Col­lect and Record: Jew­ish Holo­caust Doc­u­men­ta­tion in Ear­ly Post­war Europe

Lau­ra Jockusch
  • Review
By – December 11, 2012

Lau­ra Jockusch, who is a Mar­tin Buber Soci­ety Fel­low at the Hebrew Uni­ver­si­ty, and teach­es Holo­caust stud­ies at the Uni­ver­si­ty of Haifa, has writ­ten a com­pre­hen­sive work on the sur­vivors who found­ed Jew­ish his­tor­i­cal com­mis­sions and doc­u­men­ta­tion cen­ters after World War II. The book is based on exten­sive research and as his­to­ri­an Omer Bar­tov writes, it demon­strates that con­trary to the con­ven­tion­al view, there was no silence after the Holo­caust, but rather a refusal by the rest of the world to lis­ten.”

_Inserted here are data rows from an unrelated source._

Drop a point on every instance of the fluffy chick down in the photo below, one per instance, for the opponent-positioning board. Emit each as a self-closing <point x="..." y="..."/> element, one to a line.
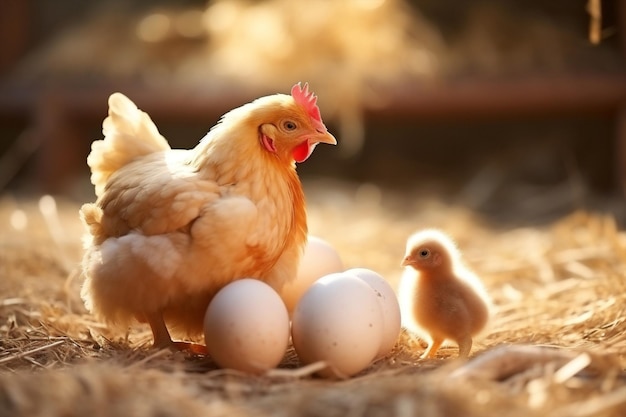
<point x="440" y="298"/>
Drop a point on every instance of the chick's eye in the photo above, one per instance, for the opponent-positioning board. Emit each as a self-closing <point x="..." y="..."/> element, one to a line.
<point x="289" y="125"/>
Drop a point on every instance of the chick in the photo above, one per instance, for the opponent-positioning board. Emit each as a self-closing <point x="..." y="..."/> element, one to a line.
<point x="440" y="298"/>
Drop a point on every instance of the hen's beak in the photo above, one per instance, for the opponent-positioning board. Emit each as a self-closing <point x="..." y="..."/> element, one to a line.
<point x="324" y="137"/>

Many of the names of those com­mit­ted to keep­ing the mem­o­ry of the Shoah alive will be unfa­mil­iar, although the author’s sec­tion on the Jew­ish Doc­u­men­ta­tion Cen­ter in Aus­tria focus­es on Simon Wiesen­thal and Towia Fry­d­man, whose work are rec­og­niz­able to an Amer­i­can audi­ence because of their work toward the per­se­cu­tion of Nazi war crim­i­nals. Jockusch informs us that both Nazi hunters were Holo­caust sur­vivors who were dri­ven by sev­er­al fac­tors, includ­ing the increas­ing lenien­cy of Allied author­i­ties toward Nazi war crim­i­nals in light of the nascent Cold War, and their tran­si­to­ry sit­u­a­tion as DPs in Aus­tria, which lent urgency to their quest to obtain and present evi­dence to the mil­i­tary gov­ern­ment or the Aus­tri­an police of the crim­i­nal­i­ty of the Nazi per­pe­tra­tors. Above all, they endeav­ored in this way to bring the full extent of the Shoah to pub­lic con­scious­ness by “ lift­ing the man­tel of silence,” where­by the non-Jew­ish pub­lic obscured the fate of the Jews while urg­ing sur­vivors not to scrounge off the pity of the world.”

Of the sur­vivors who engaged in record­ing Jew­ish life dur­ing the Shoah, this review­er was par­tic­u­lar­ly sur­prised to come across the name of Isaac Schneer­sohn, born in Kamenets-Podol­s­ki (Ukraine) to the Schneer­sohn fam­i­ly of Lubav­itch Hasidic rebbes. Edu­cat­ed as a rab­bi, Schneer­sohn involved him­self in Jew­ish social work and belonged to the lib­er­al Russ­ian par­ty, the Cadets, leav­ing for France in 1920 fol­low­ing the Bol­she­vik Rev­o­lu­tion. Dur­ing the Ger­man occu­pa­tion of France, Schneer­sohn escaped to the South­ern Zone where he sur­vived in hid­ing. After the war he recon­sti­tut­ed the doc­u­men­ta­tion cen­ter in Paris which he had found­ed in Greno­ble.

This orig­i­nal and impor­tant study is bound to change the way his­to­ri­ans under­stand the uneven recep­tion of the ear­ly schol­ar­ship on the Holo­caust. Although the 1947 Euro­pean con­fer­ence of Jew­ish his­tor­i­cal com­mis­sions and doc­u­men­ta­tion cen­ters (the first attempt to ful­ly com­pre­hend the Shoah) revealed divi­sions along nation­al lines that had pre­vi­ous­ly been sub­merged, thus pro­duc­ing min­i­mal tan­gi­ble achieve­ments, the con­fer­ence con­tributed to dis­pelling the myth that Jew­ish sur­vivors of the Holo­caust were trau­ma­tized, and silent.

Jack Fis­chel is pro­fes­sor emer­i­tus of his­to­ry at Millersville Uni­ver­si­ty, Millersville, PA and author of The Holo­caust (Green­wood Press) and His­tor­i­cal Dic­tio­nary of the Holo­caust (Row­man and Littlefield).